The military systems that make sense for U.S. National Guard and U.S. Coast Guard forces charged primarily with homeland defense, low intensity counterinsurgency responses, and disaster response in the United States and its coastal waters is very different from the military systems that make sense for the active duty forces of the Department of Defense (in peacetime) engaging in expeditionary military activities.
It is all good and well to have anti-drone and anti-missile missiles. But if they cost $1 million each and the incoming drones and missiles cost $10,000 to $100,000 each, this is still a losing proposition in a war of attrition in the long run.
Not every country has a military large enough to make multiple different kinds of military systems for different situations. But the U.S., with the largest military budget in the world by far, is large enough to do so, and has a greater need to do so because it could potentially be involved in a much broader class of conflicts.
* U.S. National Guard forces and the U.S. Coast Guard are mostly adequate to maintain domestic security and protect against military invasions of the United States. It doesn't take much to defend the U.S. from Canada and Mexico, or from other nearby countries in the Caribbean, Central America, or South America. These forces might need some assistance from the regular U.S. Navy and U.S. Air Force and U.S. Space Force to defend U.S. borders from an attack across the Pacific Ocean or the Atlantic Ocean with warships or warplanes or long range missiles (possibly nuclear), but only a small fraction of their resources are needed, and neither the U.S. Army nor the U.S. Marine Corps are very well suited to defend U.S. territory against this kind of military invasion.
Homeland defense missions don't require bomber aircraft, heavy main battle tanks, or numerous artillery batteries.

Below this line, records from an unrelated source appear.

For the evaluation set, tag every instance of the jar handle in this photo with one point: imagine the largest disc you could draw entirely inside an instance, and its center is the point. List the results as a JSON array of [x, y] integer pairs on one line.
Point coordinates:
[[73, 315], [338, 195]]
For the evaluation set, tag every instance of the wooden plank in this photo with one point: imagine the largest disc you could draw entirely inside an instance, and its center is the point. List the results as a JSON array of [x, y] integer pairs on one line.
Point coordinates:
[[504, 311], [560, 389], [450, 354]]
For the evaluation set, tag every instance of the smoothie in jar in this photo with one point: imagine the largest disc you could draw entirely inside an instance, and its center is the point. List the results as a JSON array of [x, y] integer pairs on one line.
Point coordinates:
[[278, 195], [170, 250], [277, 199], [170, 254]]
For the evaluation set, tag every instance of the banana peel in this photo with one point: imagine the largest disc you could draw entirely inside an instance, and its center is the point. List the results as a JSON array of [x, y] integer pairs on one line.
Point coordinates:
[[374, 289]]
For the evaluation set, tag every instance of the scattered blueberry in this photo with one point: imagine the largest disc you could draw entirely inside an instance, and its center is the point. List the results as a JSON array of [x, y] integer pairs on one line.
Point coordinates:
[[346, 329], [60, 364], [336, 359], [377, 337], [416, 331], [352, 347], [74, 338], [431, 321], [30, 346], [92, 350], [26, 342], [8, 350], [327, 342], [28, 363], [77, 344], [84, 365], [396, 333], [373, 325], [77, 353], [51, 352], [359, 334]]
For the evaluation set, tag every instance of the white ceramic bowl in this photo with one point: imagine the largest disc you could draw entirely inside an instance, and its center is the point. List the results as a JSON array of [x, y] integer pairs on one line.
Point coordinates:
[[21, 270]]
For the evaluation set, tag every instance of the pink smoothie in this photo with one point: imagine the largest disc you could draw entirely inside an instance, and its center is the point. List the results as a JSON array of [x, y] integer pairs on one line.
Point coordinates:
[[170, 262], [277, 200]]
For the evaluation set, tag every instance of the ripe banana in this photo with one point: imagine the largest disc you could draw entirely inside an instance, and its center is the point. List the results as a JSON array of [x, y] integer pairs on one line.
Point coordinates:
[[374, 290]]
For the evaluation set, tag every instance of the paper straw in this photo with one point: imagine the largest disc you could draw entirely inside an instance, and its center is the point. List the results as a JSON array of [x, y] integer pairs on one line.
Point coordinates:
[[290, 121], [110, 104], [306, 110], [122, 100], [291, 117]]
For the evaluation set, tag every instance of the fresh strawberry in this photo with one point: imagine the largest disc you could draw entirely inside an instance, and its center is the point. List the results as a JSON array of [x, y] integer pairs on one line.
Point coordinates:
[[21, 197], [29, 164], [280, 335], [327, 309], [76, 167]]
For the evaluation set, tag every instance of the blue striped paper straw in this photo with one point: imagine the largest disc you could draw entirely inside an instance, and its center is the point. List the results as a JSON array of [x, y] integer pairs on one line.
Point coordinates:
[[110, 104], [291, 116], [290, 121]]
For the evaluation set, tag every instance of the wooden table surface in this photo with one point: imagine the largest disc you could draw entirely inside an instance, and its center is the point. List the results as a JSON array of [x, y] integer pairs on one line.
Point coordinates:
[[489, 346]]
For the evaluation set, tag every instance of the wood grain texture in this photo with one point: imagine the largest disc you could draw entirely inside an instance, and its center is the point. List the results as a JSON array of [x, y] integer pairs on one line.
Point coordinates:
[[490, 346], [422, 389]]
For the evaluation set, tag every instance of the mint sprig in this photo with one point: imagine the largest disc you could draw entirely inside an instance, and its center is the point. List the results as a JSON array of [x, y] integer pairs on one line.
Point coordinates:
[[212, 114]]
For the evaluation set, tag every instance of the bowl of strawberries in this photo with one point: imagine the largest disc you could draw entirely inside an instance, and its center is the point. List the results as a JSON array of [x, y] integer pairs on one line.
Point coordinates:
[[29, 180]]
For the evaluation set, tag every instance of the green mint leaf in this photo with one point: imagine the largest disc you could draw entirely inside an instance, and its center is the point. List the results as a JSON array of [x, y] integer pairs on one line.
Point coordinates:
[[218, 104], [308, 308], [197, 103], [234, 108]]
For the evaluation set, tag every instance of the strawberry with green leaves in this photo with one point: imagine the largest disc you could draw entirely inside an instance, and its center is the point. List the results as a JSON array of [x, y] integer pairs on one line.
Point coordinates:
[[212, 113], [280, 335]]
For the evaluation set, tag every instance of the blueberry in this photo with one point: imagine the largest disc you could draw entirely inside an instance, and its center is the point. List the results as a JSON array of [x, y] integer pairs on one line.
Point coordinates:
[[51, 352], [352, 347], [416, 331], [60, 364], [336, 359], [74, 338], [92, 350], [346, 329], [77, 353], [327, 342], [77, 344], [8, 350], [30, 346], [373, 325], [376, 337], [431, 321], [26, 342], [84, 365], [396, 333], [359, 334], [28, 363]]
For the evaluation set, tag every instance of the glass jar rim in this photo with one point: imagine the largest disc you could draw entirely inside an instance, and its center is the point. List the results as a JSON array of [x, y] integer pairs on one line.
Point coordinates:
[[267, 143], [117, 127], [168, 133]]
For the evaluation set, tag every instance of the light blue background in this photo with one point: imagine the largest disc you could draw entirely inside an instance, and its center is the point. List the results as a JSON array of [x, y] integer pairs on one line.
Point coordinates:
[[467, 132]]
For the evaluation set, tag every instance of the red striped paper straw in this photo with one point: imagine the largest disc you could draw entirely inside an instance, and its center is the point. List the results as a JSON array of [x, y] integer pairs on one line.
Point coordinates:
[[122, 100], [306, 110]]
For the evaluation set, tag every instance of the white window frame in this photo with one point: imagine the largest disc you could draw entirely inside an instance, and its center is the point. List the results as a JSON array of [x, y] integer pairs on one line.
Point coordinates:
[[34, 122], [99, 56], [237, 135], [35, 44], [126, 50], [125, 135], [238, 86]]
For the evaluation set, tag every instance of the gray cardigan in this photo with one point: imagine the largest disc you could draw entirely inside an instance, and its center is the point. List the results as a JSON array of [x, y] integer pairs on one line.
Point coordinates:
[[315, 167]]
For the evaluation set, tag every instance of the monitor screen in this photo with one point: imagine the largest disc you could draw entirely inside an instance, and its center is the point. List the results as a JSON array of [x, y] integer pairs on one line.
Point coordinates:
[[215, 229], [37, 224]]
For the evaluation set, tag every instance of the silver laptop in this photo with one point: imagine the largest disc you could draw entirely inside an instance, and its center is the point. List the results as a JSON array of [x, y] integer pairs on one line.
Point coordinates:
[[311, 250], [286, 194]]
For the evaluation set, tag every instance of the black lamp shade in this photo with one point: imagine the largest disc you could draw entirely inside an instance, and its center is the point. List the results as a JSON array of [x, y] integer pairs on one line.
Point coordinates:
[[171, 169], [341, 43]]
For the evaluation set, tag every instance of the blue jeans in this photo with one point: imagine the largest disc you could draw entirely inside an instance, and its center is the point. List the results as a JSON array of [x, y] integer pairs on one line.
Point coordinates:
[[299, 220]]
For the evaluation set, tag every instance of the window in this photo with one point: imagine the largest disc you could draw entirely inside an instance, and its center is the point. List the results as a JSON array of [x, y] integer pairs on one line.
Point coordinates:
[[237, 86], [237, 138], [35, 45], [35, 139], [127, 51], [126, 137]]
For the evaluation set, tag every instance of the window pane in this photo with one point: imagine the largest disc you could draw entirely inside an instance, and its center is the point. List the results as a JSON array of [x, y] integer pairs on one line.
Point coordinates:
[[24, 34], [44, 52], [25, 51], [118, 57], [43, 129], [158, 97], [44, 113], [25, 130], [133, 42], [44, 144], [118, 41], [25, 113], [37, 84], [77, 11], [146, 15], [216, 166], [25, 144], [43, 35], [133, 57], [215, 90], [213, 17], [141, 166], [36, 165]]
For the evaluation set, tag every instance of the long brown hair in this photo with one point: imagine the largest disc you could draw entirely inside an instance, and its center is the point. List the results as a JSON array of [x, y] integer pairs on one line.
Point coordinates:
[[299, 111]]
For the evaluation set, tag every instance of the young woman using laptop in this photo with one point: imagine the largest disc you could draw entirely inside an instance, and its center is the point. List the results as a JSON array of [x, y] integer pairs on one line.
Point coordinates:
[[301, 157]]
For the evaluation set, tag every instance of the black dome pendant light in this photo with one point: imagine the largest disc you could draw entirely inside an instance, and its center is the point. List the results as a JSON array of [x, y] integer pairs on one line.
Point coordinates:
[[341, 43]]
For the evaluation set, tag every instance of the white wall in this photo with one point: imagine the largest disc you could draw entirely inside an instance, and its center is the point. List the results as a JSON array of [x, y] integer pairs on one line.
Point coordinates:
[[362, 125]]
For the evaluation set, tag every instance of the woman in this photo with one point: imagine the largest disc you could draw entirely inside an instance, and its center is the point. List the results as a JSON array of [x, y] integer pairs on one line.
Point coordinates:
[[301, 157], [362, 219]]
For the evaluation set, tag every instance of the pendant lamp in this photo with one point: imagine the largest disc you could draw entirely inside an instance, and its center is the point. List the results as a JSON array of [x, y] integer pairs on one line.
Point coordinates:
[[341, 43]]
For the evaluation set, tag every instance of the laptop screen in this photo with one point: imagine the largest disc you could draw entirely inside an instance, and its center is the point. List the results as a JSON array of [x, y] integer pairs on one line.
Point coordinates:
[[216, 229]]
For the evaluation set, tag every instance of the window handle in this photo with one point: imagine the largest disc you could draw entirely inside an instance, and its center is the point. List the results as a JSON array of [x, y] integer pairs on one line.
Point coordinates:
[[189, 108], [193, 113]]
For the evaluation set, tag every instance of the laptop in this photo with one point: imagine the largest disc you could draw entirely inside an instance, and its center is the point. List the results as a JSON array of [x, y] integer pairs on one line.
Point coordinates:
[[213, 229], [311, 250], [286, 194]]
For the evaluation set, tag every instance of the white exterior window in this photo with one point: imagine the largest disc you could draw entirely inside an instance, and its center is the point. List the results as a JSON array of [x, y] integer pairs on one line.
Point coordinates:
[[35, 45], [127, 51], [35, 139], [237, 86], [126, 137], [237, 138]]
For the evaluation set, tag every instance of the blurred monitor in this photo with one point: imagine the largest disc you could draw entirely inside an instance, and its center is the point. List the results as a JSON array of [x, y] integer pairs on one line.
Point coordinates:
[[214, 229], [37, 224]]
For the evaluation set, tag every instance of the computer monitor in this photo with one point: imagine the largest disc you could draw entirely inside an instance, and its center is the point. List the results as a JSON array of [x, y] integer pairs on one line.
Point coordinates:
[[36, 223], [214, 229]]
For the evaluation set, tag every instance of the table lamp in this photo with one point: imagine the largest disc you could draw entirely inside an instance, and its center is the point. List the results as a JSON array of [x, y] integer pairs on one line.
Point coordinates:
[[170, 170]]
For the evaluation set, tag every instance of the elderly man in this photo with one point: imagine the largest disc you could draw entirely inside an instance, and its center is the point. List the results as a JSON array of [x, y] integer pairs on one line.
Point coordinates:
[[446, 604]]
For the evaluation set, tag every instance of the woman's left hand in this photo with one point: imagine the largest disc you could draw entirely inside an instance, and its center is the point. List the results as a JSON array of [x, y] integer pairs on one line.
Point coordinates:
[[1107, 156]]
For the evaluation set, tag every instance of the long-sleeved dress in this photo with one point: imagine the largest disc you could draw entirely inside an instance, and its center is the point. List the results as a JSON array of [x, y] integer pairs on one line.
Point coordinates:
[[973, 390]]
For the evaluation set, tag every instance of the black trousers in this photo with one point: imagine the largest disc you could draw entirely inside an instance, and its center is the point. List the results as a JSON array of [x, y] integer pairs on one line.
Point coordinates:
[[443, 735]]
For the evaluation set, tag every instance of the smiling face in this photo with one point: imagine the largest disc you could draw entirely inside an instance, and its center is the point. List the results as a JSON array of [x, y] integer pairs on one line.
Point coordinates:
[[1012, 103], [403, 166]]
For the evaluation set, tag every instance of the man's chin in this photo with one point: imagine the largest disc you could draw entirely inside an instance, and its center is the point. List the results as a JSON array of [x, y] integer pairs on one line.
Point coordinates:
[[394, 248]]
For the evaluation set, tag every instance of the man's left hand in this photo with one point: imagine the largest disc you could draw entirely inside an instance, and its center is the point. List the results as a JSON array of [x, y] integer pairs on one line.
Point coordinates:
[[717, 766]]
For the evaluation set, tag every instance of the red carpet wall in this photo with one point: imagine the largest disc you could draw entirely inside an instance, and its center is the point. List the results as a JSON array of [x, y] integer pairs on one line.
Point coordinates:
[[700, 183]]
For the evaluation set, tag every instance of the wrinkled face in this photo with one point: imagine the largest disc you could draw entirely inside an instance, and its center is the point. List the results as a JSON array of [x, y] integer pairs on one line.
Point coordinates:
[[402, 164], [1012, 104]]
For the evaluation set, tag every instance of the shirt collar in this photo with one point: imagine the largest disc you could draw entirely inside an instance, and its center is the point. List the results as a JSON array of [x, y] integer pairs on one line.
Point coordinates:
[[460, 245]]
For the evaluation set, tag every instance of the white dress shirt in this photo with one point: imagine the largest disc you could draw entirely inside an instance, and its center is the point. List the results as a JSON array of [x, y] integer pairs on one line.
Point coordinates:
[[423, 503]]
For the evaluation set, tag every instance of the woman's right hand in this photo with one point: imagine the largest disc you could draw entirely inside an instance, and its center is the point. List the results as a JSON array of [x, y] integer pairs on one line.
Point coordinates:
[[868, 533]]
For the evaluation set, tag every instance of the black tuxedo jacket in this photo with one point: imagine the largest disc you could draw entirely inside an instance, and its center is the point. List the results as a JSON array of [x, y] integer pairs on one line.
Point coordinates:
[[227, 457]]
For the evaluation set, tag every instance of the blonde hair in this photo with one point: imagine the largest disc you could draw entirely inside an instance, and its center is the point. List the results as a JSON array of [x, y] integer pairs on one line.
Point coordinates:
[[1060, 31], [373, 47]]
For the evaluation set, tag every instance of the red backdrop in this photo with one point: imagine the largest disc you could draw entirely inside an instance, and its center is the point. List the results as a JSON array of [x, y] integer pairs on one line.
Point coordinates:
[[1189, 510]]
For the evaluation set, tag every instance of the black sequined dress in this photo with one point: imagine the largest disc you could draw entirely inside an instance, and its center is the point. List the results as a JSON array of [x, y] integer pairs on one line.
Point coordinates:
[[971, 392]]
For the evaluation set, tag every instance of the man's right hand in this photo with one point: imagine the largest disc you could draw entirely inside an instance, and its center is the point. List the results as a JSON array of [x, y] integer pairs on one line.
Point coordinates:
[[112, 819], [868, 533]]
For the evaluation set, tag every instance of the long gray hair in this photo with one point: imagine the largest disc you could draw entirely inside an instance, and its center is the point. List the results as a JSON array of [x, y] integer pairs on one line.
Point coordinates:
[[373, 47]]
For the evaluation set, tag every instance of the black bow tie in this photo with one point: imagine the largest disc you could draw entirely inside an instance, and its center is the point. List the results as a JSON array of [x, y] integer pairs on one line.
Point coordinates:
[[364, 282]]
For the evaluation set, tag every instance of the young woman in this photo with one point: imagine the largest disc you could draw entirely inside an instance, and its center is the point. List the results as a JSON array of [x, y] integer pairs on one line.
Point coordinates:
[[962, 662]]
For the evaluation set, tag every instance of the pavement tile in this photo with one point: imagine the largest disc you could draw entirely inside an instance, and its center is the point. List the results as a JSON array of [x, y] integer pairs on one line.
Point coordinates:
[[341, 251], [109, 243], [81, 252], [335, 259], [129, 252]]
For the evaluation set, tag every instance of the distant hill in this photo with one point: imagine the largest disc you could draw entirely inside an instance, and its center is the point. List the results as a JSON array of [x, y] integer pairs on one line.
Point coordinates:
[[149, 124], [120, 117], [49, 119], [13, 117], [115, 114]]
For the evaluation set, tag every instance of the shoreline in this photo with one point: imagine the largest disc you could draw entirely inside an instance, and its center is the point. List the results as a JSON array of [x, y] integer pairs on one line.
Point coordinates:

Insurgent forces are likely to have small arms up to 0.50 caliber that are either semi-automatic or have been modified to be automatic assault rifles and improvised explosive devices (IEDs) and armed drones adapted from commercial off the shelf models, but not tanks, armored personnel carriers, artillery, anti-armor missiles, rocket propelled grenades, recoilless rifles (i.e. bazookas), cruise missiles, ballistic missiles, nuclear weapons, or heavily armed warships.
* Predominantly, the U.S. Department of Defense is tasked with conducting military operations abroad and on the high seas against state actors and insurgent or terrorist groups that rival state actors (and may be funded and supplied by state actors such as the Houthis). This means that speed of deployment should be a major consideration for all of these forces. A 70-80 ton tank does not do any good in foreign wars sitting at domestic U.S. military bases. If slow and heavy military systems have any place in modern warfare, they need to be prepositioned where they are likely to be needed.
For example, while they both launch identical artillery missiles, the M270 multiple rocket launcher based variant of the M2 Bradley infantry fighting vehicle has ended up being much less in demand than the C-130 transportable, wheeled HIMARs system which carries half as many missiles and is unarmored.